Two or more mobile devices can communicate with each other as wireless clients of a wireless network. Examples of such mobile devices are laptop or tablet computers, smartphones, personal digital assistants (PDAs), digital cameras, child monitoring devices, and the like. A wireless network is said to operate in infrastructure mode if communications of the two or more wireless clients are bridged through a wireless access point. The wireless network is said to operate in ad hoc mode if the two or more mobile devices communicate with each other directly, without the use of a wireless access point. The ad hoc mode is also commonly referred to as a wireless peer-to-peer (P2P) mode. Wireless clients in ad hoc mode form an independent basic service set (IBSS).
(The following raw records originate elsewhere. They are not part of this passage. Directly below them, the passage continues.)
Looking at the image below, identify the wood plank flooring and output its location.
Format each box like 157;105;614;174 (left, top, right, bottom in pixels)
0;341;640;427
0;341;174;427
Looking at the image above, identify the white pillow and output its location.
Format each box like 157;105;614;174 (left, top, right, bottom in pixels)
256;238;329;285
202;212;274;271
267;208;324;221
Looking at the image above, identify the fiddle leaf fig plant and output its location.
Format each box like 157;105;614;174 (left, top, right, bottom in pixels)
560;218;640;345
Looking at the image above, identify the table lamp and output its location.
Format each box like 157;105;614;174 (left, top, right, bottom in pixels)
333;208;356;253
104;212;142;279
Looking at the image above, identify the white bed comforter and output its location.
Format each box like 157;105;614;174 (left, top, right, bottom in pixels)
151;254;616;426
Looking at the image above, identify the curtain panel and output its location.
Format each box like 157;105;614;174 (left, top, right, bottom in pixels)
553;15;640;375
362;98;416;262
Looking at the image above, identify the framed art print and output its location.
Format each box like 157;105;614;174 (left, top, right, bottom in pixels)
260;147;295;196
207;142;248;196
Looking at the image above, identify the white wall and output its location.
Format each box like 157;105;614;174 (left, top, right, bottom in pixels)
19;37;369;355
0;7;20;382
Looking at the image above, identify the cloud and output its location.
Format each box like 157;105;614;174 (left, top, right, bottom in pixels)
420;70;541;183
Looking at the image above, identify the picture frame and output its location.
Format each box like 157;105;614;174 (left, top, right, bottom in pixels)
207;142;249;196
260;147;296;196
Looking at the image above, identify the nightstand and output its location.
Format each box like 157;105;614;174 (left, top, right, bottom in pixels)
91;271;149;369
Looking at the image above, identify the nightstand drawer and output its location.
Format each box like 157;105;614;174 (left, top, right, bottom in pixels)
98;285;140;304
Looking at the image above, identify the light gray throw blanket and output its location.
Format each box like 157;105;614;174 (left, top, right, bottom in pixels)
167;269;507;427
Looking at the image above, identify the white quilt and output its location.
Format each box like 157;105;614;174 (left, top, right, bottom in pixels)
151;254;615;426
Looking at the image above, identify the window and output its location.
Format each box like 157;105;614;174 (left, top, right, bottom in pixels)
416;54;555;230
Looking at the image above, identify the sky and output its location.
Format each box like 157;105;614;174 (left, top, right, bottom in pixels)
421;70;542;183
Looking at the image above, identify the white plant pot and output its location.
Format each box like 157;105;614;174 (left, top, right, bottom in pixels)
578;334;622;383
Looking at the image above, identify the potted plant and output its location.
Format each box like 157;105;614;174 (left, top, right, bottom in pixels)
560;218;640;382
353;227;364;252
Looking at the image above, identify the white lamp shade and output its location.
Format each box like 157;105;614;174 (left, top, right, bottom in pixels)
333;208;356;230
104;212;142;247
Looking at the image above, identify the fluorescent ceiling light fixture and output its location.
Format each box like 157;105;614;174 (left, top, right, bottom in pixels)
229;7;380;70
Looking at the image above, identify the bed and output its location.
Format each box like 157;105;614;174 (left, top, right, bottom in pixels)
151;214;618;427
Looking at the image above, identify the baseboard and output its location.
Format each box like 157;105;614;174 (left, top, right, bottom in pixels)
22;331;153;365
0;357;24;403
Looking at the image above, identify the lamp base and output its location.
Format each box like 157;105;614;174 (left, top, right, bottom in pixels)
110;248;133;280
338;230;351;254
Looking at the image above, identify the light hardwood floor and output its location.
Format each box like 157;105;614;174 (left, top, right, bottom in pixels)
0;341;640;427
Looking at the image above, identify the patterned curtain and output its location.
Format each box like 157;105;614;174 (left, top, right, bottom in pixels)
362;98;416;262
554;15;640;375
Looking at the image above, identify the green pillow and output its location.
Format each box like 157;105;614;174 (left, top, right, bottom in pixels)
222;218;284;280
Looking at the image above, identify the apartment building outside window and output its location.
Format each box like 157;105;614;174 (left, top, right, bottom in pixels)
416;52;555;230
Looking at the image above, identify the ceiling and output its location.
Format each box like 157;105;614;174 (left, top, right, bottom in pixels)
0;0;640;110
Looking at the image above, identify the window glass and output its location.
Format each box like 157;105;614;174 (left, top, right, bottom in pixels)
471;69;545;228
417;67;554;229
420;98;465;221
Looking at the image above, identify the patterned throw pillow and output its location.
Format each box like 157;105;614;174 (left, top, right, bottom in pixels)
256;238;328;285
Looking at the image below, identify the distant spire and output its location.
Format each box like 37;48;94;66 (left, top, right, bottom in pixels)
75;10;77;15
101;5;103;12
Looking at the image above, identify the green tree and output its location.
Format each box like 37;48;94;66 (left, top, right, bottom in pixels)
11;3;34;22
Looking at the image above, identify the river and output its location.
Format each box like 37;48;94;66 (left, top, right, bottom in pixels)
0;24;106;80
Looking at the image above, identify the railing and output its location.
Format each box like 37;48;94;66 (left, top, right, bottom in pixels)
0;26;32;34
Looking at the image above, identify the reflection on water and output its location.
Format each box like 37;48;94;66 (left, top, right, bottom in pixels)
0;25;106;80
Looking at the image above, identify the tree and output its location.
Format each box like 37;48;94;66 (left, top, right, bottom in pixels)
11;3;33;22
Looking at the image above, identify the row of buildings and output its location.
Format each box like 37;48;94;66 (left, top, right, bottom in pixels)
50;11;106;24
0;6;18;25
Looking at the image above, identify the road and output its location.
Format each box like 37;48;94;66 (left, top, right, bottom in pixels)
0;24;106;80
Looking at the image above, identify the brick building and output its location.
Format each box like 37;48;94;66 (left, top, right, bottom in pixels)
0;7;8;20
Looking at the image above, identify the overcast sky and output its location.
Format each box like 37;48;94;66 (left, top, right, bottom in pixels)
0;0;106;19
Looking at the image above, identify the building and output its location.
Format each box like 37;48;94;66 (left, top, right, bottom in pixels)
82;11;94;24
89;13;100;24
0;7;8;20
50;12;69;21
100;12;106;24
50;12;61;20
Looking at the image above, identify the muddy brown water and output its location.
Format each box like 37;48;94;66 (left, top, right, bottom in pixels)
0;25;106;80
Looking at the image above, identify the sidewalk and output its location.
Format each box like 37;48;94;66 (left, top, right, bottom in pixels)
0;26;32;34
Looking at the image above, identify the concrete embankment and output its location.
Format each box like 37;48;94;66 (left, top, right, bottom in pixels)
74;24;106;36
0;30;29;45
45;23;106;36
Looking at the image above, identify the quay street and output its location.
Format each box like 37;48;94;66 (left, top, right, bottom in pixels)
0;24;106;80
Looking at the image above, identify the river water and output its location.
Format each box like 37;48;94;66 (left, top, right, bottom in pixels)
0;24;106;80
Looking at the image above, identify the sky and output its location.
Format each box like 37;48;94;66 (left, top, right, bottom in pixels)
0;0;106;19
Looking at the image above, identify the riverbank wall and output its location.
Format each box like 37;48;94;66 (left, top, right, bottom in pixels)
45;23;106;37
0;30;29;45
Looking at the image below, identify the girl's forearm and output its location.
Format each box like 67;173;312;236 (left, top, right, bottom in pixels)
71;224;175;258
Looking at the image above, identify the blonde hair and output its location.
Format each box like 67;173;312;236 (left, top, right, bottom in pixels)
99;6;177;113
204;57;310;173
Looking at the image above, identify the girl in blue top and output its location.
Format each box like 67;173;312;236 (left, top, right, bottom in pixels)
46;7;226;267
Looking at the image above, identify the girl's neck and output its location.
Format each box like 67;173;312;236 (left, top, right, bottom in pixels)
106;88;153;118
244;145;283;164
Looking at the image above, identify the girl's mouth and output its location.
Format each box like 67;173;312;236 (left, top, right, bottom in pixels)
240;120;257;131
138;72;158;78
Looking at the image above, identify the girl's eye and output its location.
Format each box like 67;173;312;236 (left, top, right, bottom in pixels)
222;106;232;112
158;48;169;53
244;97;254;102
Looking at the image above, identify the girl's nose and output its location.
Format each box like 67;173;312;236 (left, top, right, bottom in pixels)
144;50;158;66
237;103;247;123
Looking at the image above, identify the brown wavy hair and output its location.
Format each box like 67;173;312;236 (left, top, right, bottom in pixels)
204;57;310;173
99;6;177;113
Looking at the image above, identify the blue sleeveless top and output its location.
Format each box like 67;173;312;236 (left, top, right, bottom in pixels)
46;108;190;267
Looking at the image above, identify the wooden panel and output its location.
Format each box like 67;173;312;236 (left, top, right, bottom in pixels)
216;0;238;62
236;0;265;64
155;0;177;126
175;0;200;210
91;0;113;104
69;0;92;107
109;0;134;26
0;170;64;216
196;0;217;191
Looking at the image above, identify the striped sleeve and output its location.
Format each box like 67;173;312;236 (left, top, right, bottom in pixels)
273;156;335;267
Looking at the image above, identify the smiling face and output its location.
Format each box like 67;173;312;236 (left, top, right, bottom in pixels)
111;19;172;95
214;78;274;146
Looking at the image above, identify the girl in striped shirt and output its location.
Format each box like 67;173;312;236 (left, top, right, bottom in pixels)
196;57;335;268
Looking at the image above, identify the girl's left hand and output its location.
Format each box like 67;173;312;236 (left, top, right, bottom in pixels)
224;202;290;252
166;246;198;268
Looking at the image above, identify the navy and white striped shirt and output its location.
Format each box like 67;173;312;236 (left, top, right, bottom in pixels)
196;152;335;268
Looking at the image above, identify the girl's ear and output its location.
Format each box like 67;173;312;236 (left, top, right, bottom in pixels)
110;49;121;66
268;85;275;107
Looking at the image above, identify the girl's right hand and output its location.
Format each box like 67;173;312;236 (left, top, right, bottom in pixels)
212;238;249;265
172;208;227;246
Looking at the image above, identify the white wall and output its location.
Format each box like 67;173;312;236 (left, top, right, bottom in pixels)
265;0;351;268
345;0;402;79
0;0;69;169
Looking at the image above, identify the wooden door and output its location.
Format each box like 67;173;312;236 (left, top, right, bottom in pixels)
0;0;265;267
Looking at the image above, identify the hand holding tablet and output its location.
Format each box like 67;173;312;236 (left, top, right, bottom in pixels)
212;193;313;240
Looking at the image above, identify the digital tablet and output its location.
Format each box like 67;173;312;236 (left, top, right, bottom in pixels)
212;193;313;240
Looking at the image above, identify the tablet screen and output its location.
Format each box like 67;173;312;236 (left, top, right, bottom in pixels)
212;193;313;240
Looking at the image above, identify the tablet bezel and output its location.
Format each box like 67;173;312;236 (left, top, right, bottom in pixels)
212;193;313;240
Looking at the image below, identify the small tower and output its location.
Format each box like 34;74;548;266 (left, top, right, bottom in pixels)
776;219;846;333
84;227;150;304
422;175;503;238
In this specification, a wireless network operating in ad hoc mode and including mobile devices is referred to, interchangeably, as an ad hoc network, an IBSS network, or a wireless P2P network.
In some IBSS networks, one of the wireless clients, e.g., a mobile device that was the first wireless member in a given IBSS network, can periodically beacon to identify the given IBSS network, and can authenticate new members. Hence, this wireless client acts as a Dynamic Host Configuration Protocol (DHCP) server that assigns addresses to the new members, such that the assigned addresses are not conflicting. To join the given IBSS network, a mobile device would locate the wireless client that acts as the DHCP server to obtain an address on the given IBSS network.
In other IBSS networks known as zero configuration networks, to join the network a mobile device selects a candidate address, e.g., an address within a reserved range of addresses, and uses Address Resolution Protocol (ARP) probes to ascertain that the candidate address is not in use on the network. The addressing approach used in zero configuration networks is referred to as link-local addressing, and requires multicast transmissions that should, ideally, reach all members of the IBSS network. Should a mobile device joining a zero configuration network determine that a selected candidate address is already in use within the zero configuration network, a new candidate address is selected by the mobile device.